By R&D Editors | October 1, 2014

A comparison of cells from twin siblings, one with the disease and one without. The left image show the nuclei of two healthy cells. Telomeres are tagged a florescent green and clearly visible. The right image shows the nuclei of two unhealthy calls. Green tagged telomeres are blurred and nonexistent. Image: Jayakrishnan NandakumarThe discovery of a gene mutation that causes a rare premature aging disease could lead to the development of drugs that block the rapid, unstoppable cell division that makes cancer so deadly.

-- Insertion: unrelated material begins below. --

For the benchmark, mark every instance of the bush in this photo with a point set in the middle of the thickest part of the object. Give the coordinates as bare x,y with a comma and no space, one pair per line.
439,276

Scientists at the Univ. of Michigan and the U-M Health System recently discovered a protein mutation that causes the devastating disease dyskeratosis congenita, in which precious hematopoietic stem cells can’t regenerate and make new blood. People with DC age prematurely and are prone to cancer and bone marrow failure.

But the study findings reach far beyond the roughly one in 1 million known DC patients, and could ultimately lead to developing new drugs that prevent cancer from spreading, said Jayakrishnan Nandakumar, assistant professor in the U-M Dept. of Molecular, Cellular, and Developmental Biology.

The DC-causing mutation occurs in a protein called TPP1. The mutation inhibits TPP1’s ability to bind the enzyme telomerase to the ends of chromosomes, which ultimately results in reduced hematopoietic stem cell division. While telomerase is underproduced in DC patients, the opposite is true for cells in cancer patients.

“Telomerase overproduction in cancer cells helps them divide uncontrollably, which is a hallmark of all cancers,” Nandakumar said. “Inhibiting telomerase will be an effective way to kill cancer cells.”

The findings could lead to the development of gene therapies to repair the mutation and start cell division in DC patients, or drugs to inhibit telomerase and cell division in cancer patients. Both would amount to huge treatment breakthroughs for DC and cancer patients, Nandakumar said.

Nandakumar said that a major step moving forward is to culture DC patient-derived cells and try to repair the TPP1 mutation to see if telomerase function can be restored. Ultimately, the U-M scientist hopes that fixing the TPP1 mutation repairs telomerase function and fuels cell division in the stem cells of DC patients.

“It’s conceivable that with the recent advancement in human genome-editing technology, we could, in the not-so-distant future, repair the mutation in hematopoietic stem cells in the bone marrow of DC patients,” Nandakumar said.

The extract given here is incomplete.